By Judy Clement Wall
I recently read Lidia Yuknavitch’s memoir, The Chronology of Water, a book I absolutely loved for its determination to look squarely at the wreckage of a truly broken heart and not make it pretty or poetic or simple.
Here is the opening sentence:
The day my daughter was stillborn, after I held the future pink and rose-lipped in my shivering arms, lifeless, tender, covering her face in tears and kisses, after they handed my dead girl to my sister who kissed her, then to my first husband who kissed her, then to my mother who could not bear to hold her, then out of the hospital room door, tiny lifeless swaddled thing, the nurse gave me tranquilizers and a soap and sponge.
You know one thing for certain after an opening like that, this won’t be an easy or forgettable book. It’s about love and truth and pain and staggering human frailty; if you keep reading, you can expect to be altered.
In reviews and interviews, Yuknavitch has been called an experimental writer, and she is, in the best way. She writes from the heart to the outer edges of our emotions. Her stories are raw and honest, her language at once fiercely naked and stunningly lyrical. She is a unique and fearless writer, which is not to say that she writes without fear. I can’t imagine you can write this close to the bone without fear, but she writes through it, reaches the other side of an intensely personal journey and offers up, in the wake of it all, a singular literary achievement.
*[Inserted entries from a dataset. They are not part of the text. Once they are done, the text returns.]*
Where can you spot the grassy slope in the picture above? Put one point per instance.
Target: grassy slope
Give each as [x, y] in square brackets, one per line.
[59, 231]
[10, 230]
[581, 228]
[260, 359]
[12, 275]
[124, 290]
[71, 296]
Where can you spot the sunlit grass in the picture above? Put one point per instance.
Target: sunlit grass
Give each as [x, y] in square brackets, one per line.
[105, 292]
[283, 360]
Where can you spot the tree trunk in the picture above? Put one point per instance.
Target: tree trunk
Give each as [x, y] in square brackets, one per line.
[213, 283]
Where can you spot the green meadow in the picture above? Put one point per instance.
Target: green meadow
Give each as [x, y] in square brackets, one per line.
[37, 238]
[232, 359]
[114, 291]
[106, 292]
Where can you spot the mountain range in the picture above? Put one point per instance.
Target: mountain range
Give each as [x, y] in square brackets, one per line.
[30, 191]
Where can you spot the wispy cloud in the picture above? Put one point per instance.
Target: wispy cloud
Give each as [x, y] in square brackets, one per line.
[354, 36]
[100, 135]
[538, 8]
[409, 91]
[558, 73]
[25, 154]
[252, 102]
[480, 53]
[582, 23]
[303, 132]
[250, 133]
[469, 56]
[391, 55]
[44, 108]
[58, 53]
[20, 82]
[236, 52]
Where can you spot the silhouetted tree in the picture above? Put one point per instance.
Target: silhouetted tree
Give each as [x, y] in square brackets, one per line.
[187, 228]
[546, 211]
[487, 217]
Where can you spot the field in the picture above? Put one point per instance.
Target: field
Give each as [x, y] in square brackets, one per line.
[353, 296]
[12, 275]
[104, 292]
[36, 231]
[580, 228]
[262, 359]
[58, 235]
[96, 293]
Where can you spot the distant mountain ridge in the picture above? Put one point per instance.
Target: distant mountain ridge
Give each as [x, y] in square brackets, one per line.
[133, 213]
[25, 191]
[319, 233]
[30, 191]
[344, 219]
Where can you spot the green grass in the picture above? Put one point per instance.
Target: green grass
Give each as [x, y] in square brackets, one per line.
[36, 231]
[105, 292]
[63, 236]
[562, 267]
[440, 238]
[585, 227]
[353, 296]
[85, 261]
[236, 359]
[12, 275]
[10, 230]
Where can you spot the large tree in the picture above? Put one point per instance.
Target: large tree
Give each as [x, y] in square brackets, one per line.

Reading The Chronology of Water, I was instantly riveted, then shaken, then filled unexpectedly with hope and a very real reluctance to reach the end. It was an amazing book, but I’m not writing a review of Yuknavitch’s memoir. This post is about me, a writer reading a fearless work, feeling dazed and dazzled and, all the while, uncomfortably aware of my own writing, the risks I haven’t taken, the depths I haven’t plumbed.
They say (and they are right) that the best writers read. A lot. Most of the time, when I read an excellent book, it only makes me want to write more. I’m inspired by the gifted writers I read, but every now and then, a writer comes along who is so good, so different and challenging and precise and brave, I feel my own limitations. I think to myself, “This is so good. I could never write this.”
The truth is, I’m always surprised when I react like that, when the amazing work of a talented writer leaves me feeling inadequate instead of inspired. I don’t know why that happens, but I know that it shouldn’t. What I need to take away from Yuknavitch’s book is a determination to write braver, to explore my edges, to play with ideas and language and form because it’s fun, and because somewhere in all that freedom, I believe there is magic… and the stories only I can write.
What do you think? Do you ever feel intimidated by the writers you admire? How easy is it for to explore your own edges, to try something new, to write brave?
JUDY CLEMENT WALL is a freelance writer and Course Presenter for the Fear of Writing Online Course. Her short stories and personal essays have been published in numerous literary journals and on some very cool websites like The Rumpus, Used Furniture Review and Beyond The Margins. She recently finished her first novel, BEAUTIFUL LIVES, and here at FoW, she chronicles the ups and downs of writing for publication. You can read more of her series here. Judy blogs about life, love, writing and cheesecake at Zebra Sounds.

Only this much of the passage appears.